Maranhão ocupa o último lugar no ranking de expectativa de vida

 Maranhão ocupa o último lugar no ranking de expectativa de vida
 Apesar do Maranhão contar com diversos espaços que proporcionam atividades físicas ao ar livre, vários fatores influenciam negativamente (Foto: Reprodução)

De 1940 a 2016, a expectativa de vida dos brasileiros ao nascer aumentou em mais de 30 anos, com um acréscimo de três meses e onze dias em relação a 2015, que era de 75,5 anos.

Enquanto a média de vida no Brasil é de 75 anos, no estado do Maranhão a expectativa de vida não passa dos 70,6 anos. Já os homens, a média é de 66,9. A expectativa de vida do maranhense é a mais baixa do país, fazendo o estado ocupar a última colocação no ranking de expectativa de vida do país.

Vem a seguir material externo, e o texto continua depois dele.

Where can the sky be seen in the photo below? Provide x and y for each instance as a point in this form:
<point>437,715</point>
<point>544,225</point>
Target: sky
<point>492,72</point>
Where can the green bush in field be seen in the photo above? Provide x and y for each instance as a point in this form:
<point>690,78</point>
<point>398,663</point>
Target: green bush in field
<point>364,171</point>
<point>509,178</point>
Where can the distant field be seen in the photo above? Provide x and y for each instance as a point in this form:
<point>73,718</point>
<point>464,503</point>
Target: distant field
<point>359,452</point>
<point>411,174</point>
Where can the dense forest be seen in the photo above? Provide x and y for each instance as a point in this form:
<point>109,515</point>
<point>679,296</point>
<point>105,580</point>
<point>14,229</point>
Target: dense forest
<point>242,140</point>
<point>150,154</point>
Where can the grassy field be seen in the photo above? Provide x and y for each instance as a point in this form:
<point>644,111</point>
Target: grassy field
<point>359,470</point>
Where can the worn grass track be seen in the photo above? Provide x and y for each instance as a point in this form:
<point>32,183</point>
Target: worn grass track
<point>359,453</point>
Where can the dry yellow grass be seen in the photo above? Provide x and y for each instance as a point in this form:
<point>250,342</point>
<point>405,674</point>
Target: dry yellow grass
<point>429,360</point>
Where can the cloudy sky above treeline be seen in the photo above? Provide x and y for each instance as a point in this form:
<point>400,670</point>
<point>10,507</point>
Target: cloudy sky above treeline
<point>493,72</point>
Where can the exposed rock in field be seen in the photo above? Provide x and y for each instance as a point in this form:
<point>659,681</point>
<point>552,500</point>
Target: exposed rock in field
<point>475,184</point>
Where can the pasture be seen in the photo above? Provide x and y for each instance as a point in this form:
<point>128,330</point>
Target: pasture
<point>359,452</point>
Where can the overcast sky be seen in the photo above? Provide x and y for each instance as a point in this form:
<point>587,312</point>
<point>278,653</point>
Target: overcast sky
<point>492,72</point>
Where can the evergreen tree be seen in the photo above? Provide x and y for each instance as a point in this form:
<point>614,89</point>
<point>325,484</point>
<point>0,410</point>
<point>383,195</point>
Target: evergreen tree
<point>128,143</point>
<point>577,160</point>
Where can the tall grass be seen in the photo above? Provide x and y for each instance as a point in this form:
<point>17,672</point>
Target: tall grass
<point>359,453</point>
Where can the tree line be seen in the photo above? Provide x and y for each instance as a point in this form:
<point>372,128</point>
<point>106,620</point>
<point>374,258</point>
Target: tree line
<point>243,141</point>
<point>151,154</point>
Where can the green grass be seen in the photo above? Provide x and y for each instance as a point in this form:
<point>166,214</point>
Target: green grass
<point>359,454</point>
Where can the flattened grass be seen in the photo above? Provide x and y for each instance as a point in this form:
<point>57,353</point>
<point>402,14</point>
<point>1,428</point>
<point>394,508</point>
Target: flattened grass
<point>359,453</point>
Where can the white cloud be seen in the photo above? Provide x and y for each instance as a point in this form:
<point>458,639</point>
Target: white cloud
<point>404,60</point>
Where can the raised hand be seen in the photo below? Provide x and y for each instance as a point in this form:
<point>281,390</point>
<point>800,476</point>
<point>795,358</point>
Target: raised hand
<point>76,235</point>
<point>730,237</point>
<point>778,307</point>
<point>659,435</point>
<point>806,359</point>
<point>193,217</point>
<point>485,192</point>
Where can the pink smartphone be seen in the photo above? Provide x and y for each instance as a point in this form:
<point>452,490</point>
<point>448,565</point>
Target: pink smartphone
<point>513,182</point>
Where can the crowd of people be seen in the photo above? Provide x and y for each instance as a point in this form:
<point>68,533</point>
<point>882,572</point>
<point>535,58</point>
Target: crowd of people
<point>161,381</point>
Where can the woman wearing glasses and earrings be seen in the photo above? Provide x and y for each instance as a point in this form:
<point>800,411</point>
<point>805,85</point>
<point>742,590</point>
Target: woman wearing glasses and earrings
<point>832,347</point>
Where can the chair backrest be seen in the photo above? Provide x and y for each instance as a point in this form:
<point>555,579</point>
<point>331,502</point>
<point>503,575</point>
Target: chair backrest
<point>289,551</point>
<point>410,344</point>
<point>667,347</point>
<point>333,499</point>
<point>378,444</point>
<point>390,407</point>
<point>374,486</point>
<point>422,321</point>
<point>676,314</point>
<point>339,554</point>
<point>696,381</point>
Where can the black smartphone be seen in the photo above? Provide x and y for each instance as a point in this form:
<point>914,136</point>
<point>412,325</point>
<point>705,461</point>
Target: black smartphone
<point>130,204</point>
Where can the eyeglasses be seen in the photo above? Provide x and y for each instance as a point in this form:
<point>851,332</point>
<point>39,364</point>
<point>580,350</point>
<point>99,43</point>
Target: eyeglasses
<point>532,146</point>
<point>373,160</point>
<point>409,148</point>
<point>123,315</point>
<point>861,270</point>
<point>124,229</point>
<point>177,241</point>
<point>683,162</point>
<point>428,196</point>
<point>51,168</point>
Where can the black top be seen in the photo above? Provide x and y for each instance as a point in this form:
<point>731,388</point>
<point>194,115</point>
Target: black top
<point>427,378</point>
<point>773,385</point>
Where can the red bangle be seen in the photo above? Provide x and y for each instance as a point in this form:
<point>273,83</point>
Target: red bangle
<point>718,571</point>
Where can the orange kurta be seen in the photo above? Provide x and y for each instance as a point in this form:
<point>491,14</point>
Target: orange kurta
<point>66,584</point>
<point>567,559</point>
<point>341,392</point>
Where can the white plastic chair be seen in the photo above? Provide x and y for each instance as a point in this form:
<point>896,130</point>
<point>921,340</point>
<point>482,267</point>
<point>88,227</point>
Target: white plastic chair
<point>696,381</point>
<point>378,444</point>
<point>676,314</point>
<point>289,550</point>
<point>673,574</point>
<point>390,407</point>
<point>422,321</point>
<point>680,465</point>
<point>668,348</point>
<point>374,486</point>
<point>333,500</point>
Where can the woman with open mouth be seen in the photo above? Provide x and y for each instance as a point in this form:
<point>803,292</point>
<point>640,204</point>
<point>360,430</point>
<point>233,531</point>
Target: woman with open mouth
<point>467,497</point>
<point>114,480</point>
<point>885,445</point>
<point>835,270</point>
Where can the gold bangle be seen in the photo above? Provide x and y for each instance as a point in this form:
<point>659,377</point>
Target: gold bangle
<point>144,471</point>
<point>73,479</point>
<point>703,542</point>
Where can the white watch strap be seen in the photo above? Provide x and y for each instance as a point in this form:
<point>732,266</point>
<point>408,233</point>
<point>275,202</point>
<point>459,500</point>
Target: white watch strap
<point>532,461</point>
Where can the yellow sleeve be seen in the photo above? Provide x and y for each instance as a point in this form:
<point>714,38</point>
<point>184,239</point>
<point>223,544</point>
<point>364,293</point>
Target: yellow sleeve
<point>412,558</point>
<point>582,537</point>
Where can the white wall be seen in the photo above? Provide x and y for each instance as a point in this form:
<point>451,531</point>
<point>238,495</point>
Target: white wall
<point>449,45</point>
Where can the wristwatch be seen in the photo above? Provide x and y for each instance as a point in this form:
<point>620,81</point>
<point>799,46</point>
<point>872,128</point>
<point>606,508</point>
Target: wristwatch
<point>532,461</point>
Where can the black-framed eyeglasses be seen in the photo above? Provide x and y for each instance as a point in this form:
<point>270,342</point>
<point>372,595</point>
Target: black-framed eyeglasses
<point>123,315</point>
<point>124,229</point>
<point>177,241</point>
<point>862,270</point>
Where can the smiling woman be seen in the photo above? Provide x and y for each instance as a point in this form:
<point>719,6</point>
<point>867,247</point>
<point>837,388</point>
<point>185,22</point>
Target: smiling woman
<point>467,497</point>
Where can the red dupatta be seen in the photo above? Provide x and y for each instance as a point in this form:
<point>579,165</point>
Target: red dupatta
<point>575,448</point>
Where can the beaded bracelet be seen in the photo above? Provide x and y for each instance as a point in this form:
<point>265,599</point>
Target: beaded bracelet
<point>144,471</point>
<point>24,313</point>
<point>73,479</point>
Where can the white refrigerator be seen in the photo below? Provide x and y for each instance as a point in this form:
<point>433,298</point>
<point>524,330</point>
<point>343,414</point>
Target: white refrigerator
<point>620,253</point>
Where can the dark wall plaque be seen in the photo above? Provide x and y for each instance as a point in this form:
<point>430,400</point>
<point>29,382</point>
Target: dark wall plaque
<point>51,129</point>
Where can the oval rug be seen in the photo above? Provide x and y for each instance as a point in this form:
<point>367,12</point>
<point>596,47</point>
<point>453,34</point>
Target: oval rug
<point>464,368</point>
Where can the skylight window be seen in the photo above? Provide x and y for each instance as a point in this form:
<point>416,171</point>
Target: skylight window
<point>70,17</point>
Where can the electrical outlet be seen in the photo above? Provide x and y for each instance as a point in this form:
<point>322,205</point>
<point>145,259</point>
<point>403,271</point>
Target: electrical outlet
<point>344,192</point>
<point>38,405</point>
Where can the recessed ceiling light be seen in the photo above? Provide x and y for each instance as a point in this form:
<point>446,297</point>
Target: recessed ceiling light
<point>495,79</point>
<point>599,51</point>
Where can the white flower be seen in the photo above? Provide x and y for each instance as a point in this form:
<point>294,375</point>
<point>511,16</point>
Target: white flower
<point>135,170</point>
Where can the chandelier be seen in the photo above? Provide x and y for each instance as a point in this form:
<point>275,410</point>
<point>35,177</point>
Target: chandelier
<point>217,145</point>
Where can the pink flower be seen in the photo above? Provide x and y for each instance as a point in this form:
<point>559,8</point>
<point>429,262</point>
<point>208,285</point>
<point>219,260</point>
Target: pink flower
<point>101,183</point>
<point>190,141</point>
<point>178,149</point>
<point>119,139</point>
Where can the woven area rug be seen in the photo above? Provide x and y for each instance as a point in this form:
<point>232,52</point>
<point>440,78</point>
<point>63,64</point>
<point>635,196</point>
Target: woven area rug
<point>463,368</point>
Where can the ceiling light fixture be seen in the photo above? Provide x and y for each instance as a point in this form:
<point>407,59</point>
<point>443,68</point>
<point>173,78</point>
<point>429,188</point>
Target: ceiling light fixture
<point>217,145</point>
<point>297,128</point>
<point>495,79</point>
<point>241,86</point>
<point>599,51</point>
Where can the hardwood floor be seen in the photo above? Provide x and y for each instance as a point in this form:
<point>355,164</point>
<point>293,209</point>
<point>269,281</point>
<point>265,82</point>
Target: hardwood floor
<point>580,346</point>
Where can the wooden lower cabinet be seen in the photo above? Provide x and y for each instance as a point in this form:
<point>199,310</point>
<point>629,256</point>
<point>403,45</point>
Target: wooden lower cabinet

Os dados são da Tábua de Mortalidade de 2016 divulgados no início do mês de dezembro pelo Instituto Brasileiro de Geografia e Estatística (IBGE).

Entre os motivos para esse acréscimo estão o avanço da medicina, campanhas de vacinação, políticas públicas focadas em qualidade de vida da população. Apesar do Maranhão contar com diversos espaços que proporcionam atividades físicas ao ar livre, vários fatores influenciam negativamente.

Depois do Maranhão, a menor taxa do país é a do Piauí com 71,1 anos. Os resultados da pesquisa são usados como um dos parâmetros para determinar o fator previdenciário, no cálculo das aposentadorias do Regime Geral de Previdência Social.

Entre os estados brasileiros, Santa Catarina é o que apresenta a maior esperança de vida, com 79,1 anos; seguido do Espírito Santo (78,2 anos); Distrito Federal e São Paulo, todos com valores acima de 78 anos.

Os dados da Tábua de Mortalidade 2016, constatou que mulheres vivem em média mais do que homens. Enquanto a expectativa de vida dos homens, em 2016, era de 72,9 anos, a das mulheres atingiu 79,4 anos.